More in like a hi-how-’bout-I-eat-your-head fashion.

And what do you know, the fact that the great beast had his forehead bandaged seemed appropriate. Made you kind of wonder what the other horse looked like after that bar fight.

“I thank you for comin’.”

Lane turned around and thought, Ah, right. The little blond stable hand with the fresh face and the old eyes, who had stood off in the corner of the cottage as Edward had made his confession to the police. She had seemed remote then. Now, her eyes were direct—

The horse with the bad attitude kicked his stall so hard, Lane jumped and had to check that he hadn’t been caught by a hoof that had come through the door.

“Neb, don’tcha be rude.” The woman, who couldn’t have been more than five feet tall in her barn boots, shot a glare big as a cannonball at the stallion. “Come away from him, Mr. Baldwine. He’s cranky.”

“Cranky? He’s like Hannibal Lecter with hooves.”

“Do ya mind comin’ up to the apartment?”

“Not at all. Long as he doesn’t come up the stairs with us.”

Lane followed her into a tack room and then ascended in her wake a set of steps to the second floor—where the temperature was three hundred degrees hotter.

“I’m over here.” The woman opened a door and stood to the side. “This is where I stay.”

As he went in, he noted that she didn’t call the place her home. Then again, it was little more than a storage room with a galley kitchen, the open space cooled by a window unit that hummed in the key of B flat. The sofa and chair didn’t match and the two area rugs had nothing in common with each other—or those ragtag pieces of furniture. But it was neat and it was clean, and this woman with her blue jeans and her T-shirt had the same kind of quiet, hard-won dignity that Gary McAdams did.

“So what about my brother?” Lane asked.

“Can I get you some sweet tea?”

As Lane nodded, he was embarrassed that he hadn’t allowed her to make the offer to him before he got down to business. After all, Southern hospitality wasn’t owned by the rich.

“Yes, please. It’s hot out.”

The glasses were mismatched, too, one blue and opaque, the other a frosted orange with writing on it. But the tea was this side of heaven, as cool as the ice cubes that floated in it, as sweet as a breeze on the back of a hot neck.

“This is wonderful,” he said as he waited to see if she would sit down. When she did, he followed suit in the chair across from her. “I’ma need a refill.”

“I went to see your brother at the jail last night.”

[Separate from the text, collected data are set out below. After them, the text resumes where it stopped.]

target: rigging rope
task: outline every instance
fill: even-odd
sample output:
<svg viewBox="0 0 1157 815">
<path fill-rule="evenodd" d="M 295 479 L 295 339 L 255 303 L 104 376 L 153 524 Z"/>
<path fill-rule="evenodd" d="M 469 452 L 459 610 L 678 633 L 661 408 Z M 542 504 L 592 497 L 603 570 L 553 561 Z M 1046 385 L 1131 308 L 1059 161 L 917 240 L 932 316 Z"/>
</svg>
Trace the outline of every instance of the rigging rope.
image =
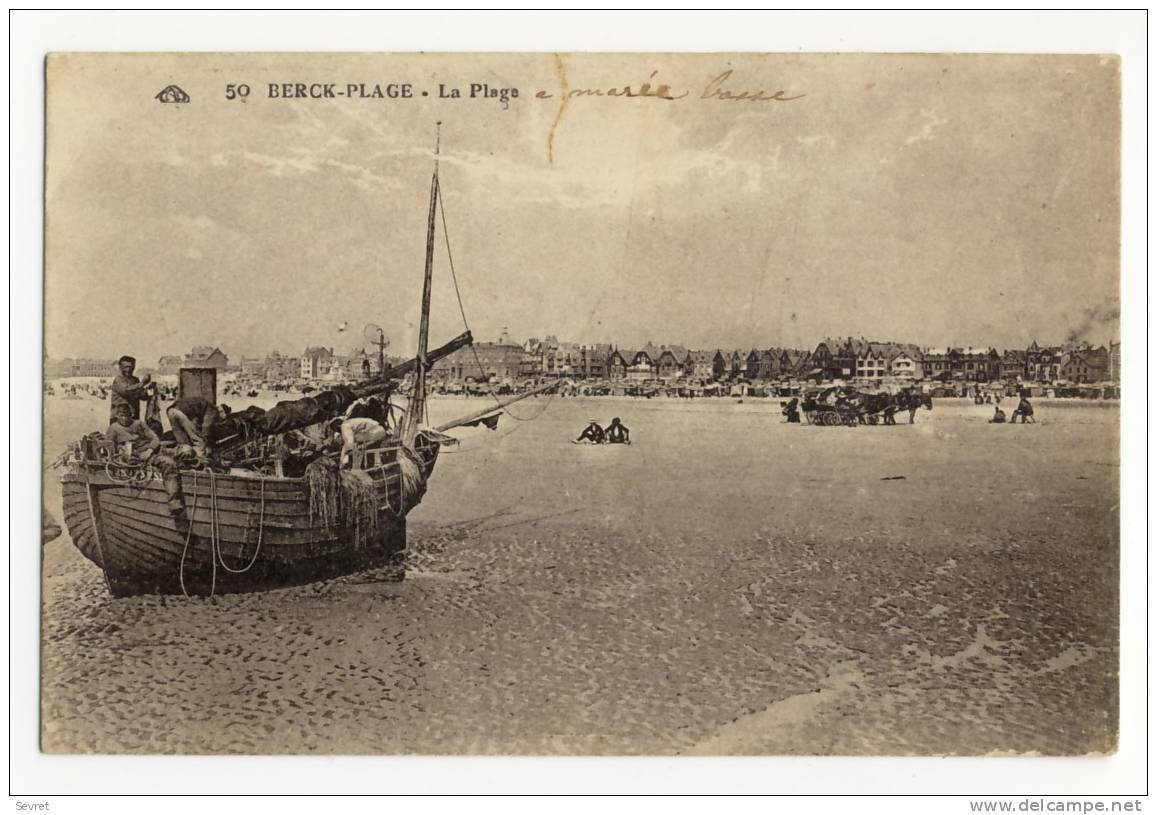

Thank God she was finally talking. “You did—how? Wait, Ramsey?”

“Yessir. Your brother . . .”

He waited for her to continue. And waited.

What, Lane wanted to scream. My brother . . . what!

“I don’t think he killed your pappy, sir.”

Through a sudden roar in his skull, Lane struggled to keep his voice calm. “What makes you say that?”

“See, Edward lied to the police. He hurt his ankle right in front of me.”